Finalmente, dopo anni di parole conclusesi con un nulla di fatto, quest’anno ho avuto l’occasione di partire, grazie alla proposta che la Pastorale Giovanile della Diocesi di Lugano ha fatto in vista dell’estate, proprio riguardante un pellegrinaggio verso Santiago. Sembrerà strano, ma più i giorni della partenza si avvicinavano e più sentivo una certa ansia di dover affrontare questo cammino, in quanto si consapevolizzava sempre di più in me l’idea di dover faticare molto per poter arrivare, perché partendo da Porto (abbiamo infatti percorso la parte portoghese del cammino) in direzione di Santiago ci sono oltre 240 chilometri da percorrere a piedi con lo zaino in spalla (il più leggero possibile…ogni chilo di troppo può essere fatale!). Mi rendevo conto della difficoltà di dover affrontare il cammino della Croce, la salita al Calvario. Cominciavo a capire come mai Pietro, quando sul monte Tabor Gesù si trasfigurò mostrando ad alcuni suoi discepoli (oltre a Pietro, c’erano infatti Giacomo e Giovanni, cfr. Mt 17,1-7) la Sua gloria, chiese al Maestro di rimanere lì dimorando in tre tende. Il Tabor è stata infatti una grazia speciale concessa da Gesù per preparare i discepoli ad affrontare poi il Calvario, per ricordarci che c’è sempre una luce che si nasconde nel buio, per ricordarci che dietro le nuvole splende sempre il sole. Ma la sola idea di affrontare davvero la Passione è troppo spaventosa, e si vorrebbe rimanere per sempre nei momenti di gioia, proprio come voleva Pietro. La cosa più straordinaria è però che quel cammino sul Calvario, che passa inevitabilmente dalla fatica, dalla Croce, poi termina con la vita, con la Risurrezione!

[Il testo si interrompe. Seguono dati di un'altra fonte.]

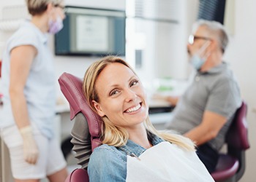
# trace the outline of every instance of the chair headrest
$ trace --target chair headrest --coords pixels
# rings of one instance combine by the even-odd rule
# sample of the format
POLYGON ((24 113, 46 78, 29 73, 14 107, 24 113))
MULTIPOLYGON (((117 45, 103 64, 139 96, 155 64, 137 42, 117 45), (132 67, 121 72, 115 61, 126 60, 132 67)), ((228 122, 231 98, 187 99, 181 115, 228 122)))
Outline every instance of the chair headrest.
POLYGON ((82 79, 70 74, 64 73, 59 79, 61 90, 70 107, 70 119, 82 112, 88 122, 89 132, 92 138, 99 138, 102 121, 101 117, 91 110, 83 93, 82 79))
POLYGON ((243 101, 241 106, 236 112, 226 138, 228 145, 244 150, 249 148, 246 112, 247 105, 243 101))

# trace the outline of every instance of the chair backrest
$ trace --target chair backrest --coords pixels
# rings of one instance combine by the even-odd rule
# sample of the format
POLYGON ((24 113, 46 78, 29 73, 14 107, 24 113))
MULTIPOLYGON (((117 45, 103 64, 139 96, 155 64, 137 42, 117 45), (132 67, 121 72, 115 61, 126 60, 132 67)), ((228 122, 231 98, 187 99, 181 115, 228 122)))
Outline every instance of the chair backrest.
POLYGON ((226 135, 226 143, 229 147, 246 150, 249 148, 246 122, 246 103, 243 101, 236 111, 234 119, 226 135))
POLYGON ((102 121, 99 116, 91 110, 83 93, 83 81, 70 74, 64 73, 59 79, 61 90, 69 103, 70 119, 78 113, 82 113, 88 123, 91 135, 91 151, 101 144, 99 137, 102 121))
POLYGON ((243 101, 236 111, 233 121, 226 135, 227 154, 238 159, 238 170, 236 174, 236 181, 243 175, 245 170, 245 151, 249 148, 248 127, 246 122, 247 105, 243 101))

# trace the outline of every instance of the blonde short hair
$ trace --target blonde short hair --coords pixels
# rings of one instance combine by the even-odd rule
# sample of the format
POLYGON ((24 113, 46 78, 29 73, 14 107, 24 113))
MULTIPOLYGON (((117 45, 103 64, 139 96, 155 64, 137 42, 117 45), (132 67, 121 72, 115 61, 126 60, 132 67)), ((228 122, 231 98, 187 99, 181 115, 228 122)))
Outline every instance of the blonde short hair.
POLYGON ((32 16, 42 14, 47 9, 47 5, 52 3, 59 5, 63 3, 63 0, 26 0, 28 10, 32 16))

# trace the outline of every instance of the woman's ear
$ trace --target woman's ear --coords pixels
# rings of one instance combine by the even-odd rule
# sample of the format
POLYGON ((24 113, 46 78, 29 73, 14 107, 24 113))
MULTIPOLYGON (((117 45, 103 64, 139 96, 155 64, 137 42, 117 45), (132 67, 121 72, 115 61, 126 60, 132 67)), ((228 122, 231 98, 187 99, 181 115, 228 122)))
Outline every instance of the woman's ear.
POLYGON ((100 106, 100 104, 96 102, 95 100, 92 100, 92 104, 95 108, 97 114, 99 115, 99 116, 103 117, 105 114, 102 111, 102 107, 100 106))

Ed è stato proprio così anche a Santiago. Camminare non è stato sempre tranquillo, anzi, ci sono stati momenti di grande fatica, ma mi sono proprio reso conto che quando il cammino è più faticoso, la meta raggiunta diventa infinitamente più bella, una vera e propria esperienza di Risurrezione!

Dopo dieci giorni filati di cammino, quando negli ultimi chilometri si comincia ad intravvedere la cattedrale di Santiago, l’emozione sale e ti pervade totalmente. Camminando, la gioia è centuplicata, e non ho utilizzato questo termine casualmente, in quanto si tratta proprio di una promessa che Gesù stesso ci ha fatto: le nostre fatiche, le nostre rinunce, saranno sempre ricompensate, e cento volte tanto (cfr. Mt 19,29). Una volta arrivato però è successo qualcosa che non mi aspettavo: un senso di vuoto, di inquietudine. Eh sì! Domani non si cammina. Dopo così tanti chilometri a piedi è difficile arrivare, perché una volta raggiunta una meta si ha voglia di averne un’altra verso cui camminare: infatti, la cosa più bella per me non è stato tanto arrivare alla meta, ma camminare verso una meta. Si scopre che nella nostra vita terrena non ci sarà mai una meta che potrà darci una piena realizzazione e soddisfazione, per quanto certamente ci può dare inizialmente una grande gioia, ma non possiamo fermarci lì. Siamo fatti per una meta più grande, ultraterrena: siamo fatti per l’eternità, siamo fatti per stare per sempre con Dio, perché «abiterò nella casa del Signore per lunghissimi anni» (Sal 23), l’unica meta che ci colmerà totalmente. La nostra vita è un magnifico cammino verso questa meta, che possiamo già a tratti assaporare nelle piccole mete che ogni giorno siamo chiamati a raggiungere, che ci vengono donate come una nuova trasfigurazione, che ci preparerà ad affrontare una salita ancora un pochettino più difficile, e poi di nuovo una trasfigurazione, poi ancora un’altra salita, per andare sempre più su e sempre più su, fino al Paradiso, fino a Dio! Questa è la nostra vocazione: andare verso di Lui. Ultreia, ultreia et … suseia! Buen Camino!